Freie Fahrt für Raser

CDU-Wahlplakat suggeriert, Kleinkinder hätten am meisten Spaß im Verkehr  ■ Von Kaija Kutter

Das Erkennen von Kausalzusammenhängen ist nicht jedermanns Sache. „Wo Autofahren noch Spaß macht“, titelt die Hamburger CDU auf ihren Wahlkampfplakaten und zeigt ein Kleinkind auf rotem Plastikauto. Ein Kind auf einem Bobby-Car könne noch Spaß haben, „es steht nicht im Stau“, erläutert CDU-Pressereferent Michael Ohm den Sinn. Erwachsene hingegen merkten sehr schnell „dass wir eine katastrophale Verkehrsituation in Hamburg haben“.

„Wir haben bewusst kein Kind gewählt, das auf dem Bürgersteig fährt“, sagt CDU-Verkehrspolitiker Bernd Reinert. Der blonde Junge fahre in der Sandkiste. Ist so aber gar nicht zu sehen auf dem Plakat, an dem zur Zeit in Barmbek die Autos vorbeidüsen. Auch bliebe ein Bobby-Car im Sand stecken, dies macht nur auf festen Wegen richtig Laune.

Müttern und Vätern von Kleinkindern, die das Plakat sehen, dürfte vor Wut die Hutschnur hochgehen. Sind es doch gerade die Autos – parkend und fahrend – die verhindern, dass Vorschulkinder sich überhaupt im öffentlichen Raum bewegen können - mit katastrophalen Folgen für die motorische Entwicklung. Auch ist es pädagogisch für die Eltern nicht unbedingt befriedigend, die Kinder ständig mit „Achtung! Aufpassen! Stehenbleiben“-Rufen anbellen zu müssen.
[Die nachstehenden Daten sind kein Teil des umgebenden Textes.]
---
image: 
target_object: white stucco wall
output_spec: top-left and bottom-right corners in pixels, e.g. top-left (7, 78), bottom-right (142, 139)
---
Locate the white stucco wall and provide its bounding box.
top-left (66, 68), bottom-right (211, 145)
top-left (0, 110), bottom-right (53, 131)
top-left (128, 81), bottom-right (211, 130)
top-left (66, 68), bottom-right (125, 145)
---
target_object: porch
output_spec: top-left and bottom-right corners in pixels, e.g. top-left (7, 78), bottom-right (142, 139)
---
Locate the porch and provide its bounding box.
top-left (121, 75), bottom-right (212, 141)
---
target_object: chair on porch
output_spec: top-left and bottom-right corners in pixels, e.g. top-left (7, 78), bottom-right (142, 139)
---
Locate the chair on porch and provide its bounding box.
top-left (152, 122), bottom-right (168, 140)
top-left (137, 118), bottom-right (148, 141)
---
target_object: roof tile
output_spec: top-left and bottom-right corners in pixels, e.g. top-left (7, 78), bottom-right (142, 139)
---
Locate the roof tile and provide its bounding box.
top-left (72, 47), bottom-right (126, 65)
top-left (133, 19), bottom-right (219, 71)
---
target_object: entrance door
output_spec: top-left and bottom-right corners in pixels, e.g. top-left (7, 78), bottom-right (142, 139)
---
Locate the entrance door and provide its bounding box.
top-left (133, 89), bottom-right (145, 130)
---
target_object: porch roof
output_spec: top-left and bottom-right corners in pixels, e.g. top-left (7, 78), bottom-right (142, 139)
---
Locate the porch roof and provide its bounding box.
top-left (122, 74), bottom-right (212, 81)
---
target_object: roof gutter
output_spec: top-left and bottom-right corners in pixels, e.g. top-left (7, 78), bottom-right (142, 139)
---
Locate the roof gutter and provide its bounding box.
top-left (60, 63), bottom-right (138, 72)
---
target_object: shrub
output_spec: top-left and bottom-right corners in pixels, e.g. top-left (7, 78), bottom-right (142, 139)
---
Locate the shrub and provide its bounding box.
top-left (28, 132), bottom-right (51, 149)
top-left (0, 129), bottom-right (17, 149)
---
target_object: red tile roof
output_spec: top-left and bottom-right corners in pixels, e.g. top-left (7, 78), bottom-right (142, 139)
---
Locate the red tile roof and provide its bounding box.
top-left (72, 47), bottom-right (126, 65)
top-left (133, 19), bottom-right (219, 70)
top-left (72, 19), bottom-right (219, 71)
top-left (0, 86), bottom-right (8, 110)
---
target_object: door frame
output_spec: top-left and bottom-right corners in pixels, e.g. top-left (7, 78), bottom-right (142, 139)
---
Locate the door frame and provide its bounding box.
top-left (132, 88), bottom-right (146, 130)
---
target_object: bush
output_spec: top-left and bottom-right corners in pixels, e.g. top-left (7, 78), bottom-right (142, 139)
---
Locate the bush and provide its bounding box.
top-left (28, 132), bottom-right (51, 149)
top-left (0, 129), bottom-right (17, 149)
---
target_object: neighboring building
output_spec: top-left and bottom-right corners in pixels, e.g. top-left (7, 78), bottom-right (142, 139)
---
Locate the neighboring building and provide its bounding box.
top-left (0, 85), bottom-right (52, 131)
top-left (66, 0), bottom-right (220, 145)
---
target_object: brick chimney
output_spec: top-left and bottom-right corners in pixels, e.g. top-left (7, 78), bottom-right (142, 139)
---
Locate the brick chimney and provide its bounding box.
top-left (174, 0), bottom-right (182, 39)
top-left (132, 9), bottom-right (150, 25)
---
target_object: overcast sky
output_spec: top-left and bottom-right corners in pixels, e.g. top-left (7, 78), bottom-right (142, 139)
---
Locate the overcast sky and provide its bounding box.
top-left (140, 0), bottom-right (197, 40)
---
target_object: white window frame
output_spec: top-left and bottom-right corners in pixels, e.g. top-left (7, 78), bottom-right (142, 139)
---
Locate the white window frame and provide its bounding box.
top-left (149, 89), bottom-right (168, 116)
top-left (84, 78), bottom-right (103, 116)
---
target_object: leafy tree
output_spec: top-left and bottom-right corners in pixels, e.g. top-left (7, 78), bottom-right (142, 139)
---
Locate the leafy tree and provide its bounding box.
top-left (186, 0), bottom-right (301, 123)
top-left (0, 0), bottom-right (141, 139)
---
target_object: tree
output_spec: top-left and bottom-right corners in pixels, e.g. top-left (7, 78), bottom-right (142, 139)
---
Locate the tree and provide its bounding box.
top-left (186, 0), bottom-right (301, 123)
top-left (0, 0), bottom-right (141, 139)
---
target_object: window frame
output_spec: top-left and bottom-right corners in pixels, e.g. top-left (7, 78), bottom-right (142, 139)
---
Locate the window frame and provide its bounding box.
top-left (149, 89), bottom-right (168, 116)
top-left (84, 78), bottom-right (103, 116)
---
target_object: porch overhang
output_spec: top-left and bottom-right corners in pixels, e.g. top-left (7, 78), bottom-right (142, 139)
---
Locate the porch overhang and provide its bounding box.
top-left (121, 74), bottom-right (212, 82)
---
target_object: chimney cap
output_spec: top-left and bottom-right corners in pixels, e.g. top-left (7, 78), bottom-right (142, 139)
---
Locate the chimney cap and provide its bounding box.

Auf 230.000 Kinder im Alter unter 15 Jahren kommen 800.000 angemeldete Autos. 40 Prozent der Außenfläche von herkömmlichen Wohnsiedlungen gehen für Parkplätze und Zufahrten drauf, normale Straßen nicht mitgezählt. Die Nachverdichtung, der Ausbau von Dachböden und die Errichtung von Staffelgeschossen hat die Autozahl nochmal erhöht. Nicht mal Rollerfahren ist möglich auf Fußwegen. Schrammt ein Kind mit dem Lenker in den empfindlichen Lack eines parkenden PKW, müssen die Eltern den Schaden zahlen. Die Folge: Eltern meckern oder verbieten den Kindern den Spaß. Freie Bewegung ist Kindern nur auf abgesperrten Plätzen möglich. Die Stadtentwicklungsbehörde spricht von einer „Verinselung“ von Kinderorten. Dies würde sich bei einer Beschleunigung des Durchgangsverkehrs – wie von der CDU gefordert – noch verstärken. Denn wenn Autofahren wieder Spaß macht, fahren auch mehr.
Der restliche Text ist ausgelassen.